These: Das verstärkt sich, wenn es so gar keine Orientierung dazu gibt. Wenn es ein Kanzler unterlässt, gemeinsam mit den Mitgliedern seiner Regierung die Menschen in Österreich darauf vorzubereiten, was sie erwarten könnte; was der Staat leisten kann und wo es etwa auf das ankommt, was gemeinhin als Zivilgesellschaft bezeichnet wird; vielleicht mit dem ermunternden Zusatz, dass man gemeinsam allerhand schaffen werde.
Die Leute spüren, was ist, und daraus können sich sehr üble Stimmungen entwickeln, wenn die Politik nicht darauf eingeht. „Die“ Politik? Man muss von österreichischen Verhältnissen ausgehen: Politik, gleichgesetzt mit Regierung, hat in der Vergangenheit gerne den Eindruck erweckt, alles regeln zu können; das kann durchaus auch gut gemeint gewesen sein. Jetzt aber wird es auch erwartet von ihr. Insofern steht der Kanzler naturgemäß ganz besonders unter Druck.
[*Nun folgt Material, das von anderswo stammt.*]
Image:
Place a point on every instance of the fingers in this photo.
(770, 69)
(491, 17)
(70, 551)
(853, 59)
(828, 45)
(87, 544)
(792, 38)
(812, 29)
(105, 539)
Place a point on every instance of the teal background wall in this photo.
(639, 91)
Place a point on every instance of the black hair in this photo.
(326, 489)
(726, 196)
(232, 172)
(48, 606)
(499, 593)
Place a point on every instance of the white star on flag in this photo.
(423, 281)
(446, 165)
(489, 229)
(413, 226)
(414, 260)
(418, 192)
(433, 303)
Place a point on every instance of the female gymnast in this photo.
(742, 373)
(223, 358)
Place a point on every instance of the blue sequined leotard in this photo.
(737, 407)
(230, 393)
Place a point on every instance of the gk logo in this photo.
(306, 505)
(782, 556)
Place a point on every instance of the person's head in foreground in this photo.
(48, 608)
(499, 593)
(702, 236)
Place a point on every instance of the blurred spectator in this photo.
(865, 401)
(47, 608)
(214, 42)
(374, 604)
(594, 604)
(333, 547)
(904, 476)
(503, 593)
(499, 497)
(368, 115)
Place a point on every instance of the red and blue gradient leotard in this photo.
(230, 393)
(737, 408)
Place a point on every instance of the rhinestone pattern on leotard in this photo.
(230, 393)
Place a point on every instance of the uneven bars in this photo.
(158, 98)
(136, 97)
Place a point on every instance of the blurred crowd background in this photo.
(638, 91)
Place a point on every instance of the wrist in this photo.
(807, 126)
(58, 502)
Das muss Karl Nehammer, der dieses Amt zurzeit bekleidet, dringend auflösen. Schweigen macht alles nur noch schlimmer. Besser, eine Masse weiß, woran sie ist, als sie verliert sich in irgendwelchen Vorstellungen.
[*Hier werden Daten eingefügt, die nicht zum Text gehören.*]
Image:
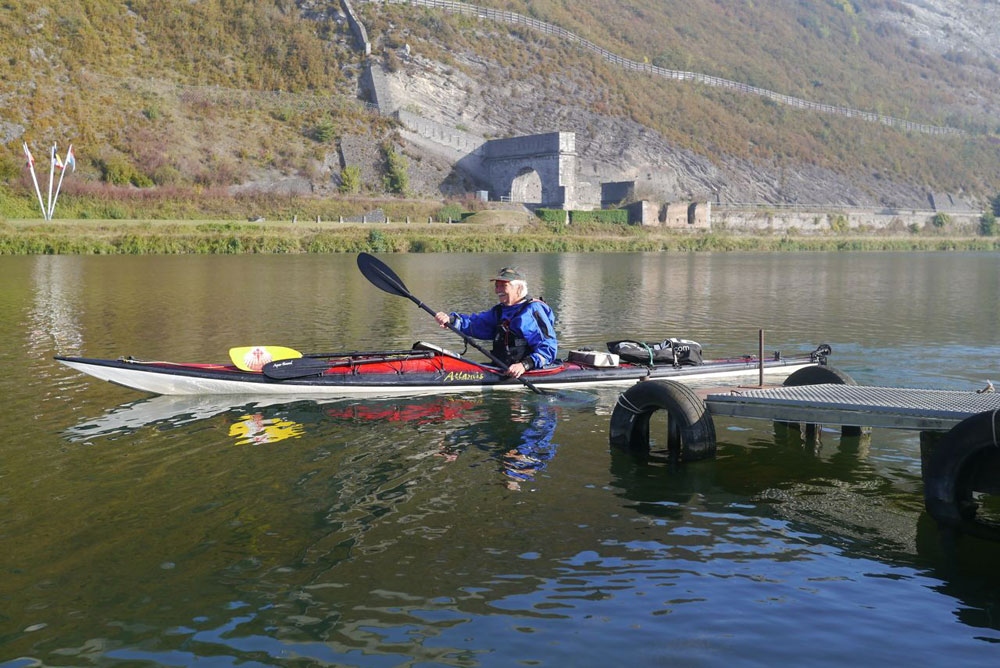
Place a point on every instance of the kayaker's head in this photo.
(510, 285)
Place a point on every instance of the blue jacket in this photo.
(533, 321)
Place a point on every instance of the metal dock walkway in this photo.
(855, 405)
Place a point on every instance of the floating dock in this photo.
(855, 405)
(959, 431)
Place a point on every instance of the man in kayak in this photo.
(522, 329)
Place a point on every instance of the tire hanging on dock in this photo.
(821, 375)
(960, 457)
(690, 428)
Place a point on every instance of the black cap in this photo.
(509, 274)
Man kann nur rätseln darüber, warum der Kanzler hier nicht liefert. Eine von vielen möglichen Erklärungen ist, dass er kein Mann der Worte ist und dass er die Metaebene, um die es hier immer auch geht, so gar nicht draufhaft. Eine andere Erklärung ist, dass er sich der Unterstützung seiner Landes- und Bündeobleute nicht sicher sein kann; dass er sich gezwungen sieht, seine Umfragewerte zu halten und vor der Landtagswahl in Tirol zuletzt ebenso wenig (vermeintlich) schlechte Nachrichten zu liefern wie nun vor der bevorstehenden in Niederösterreich.
Das führt jedoch wieder zurück zu Mikl-Leitner: In ihrem Appell vor eineinhalb Monaten hat sie sich und ihresgleichen vergessen. So lange die ÖVP die Regierung führt, bestimmen de facto sie, wer Kanzler ist und wie viel Spielraum er hat. Sie haben Nehammer „gemacht“, sie stehen mit in der Verantwortung.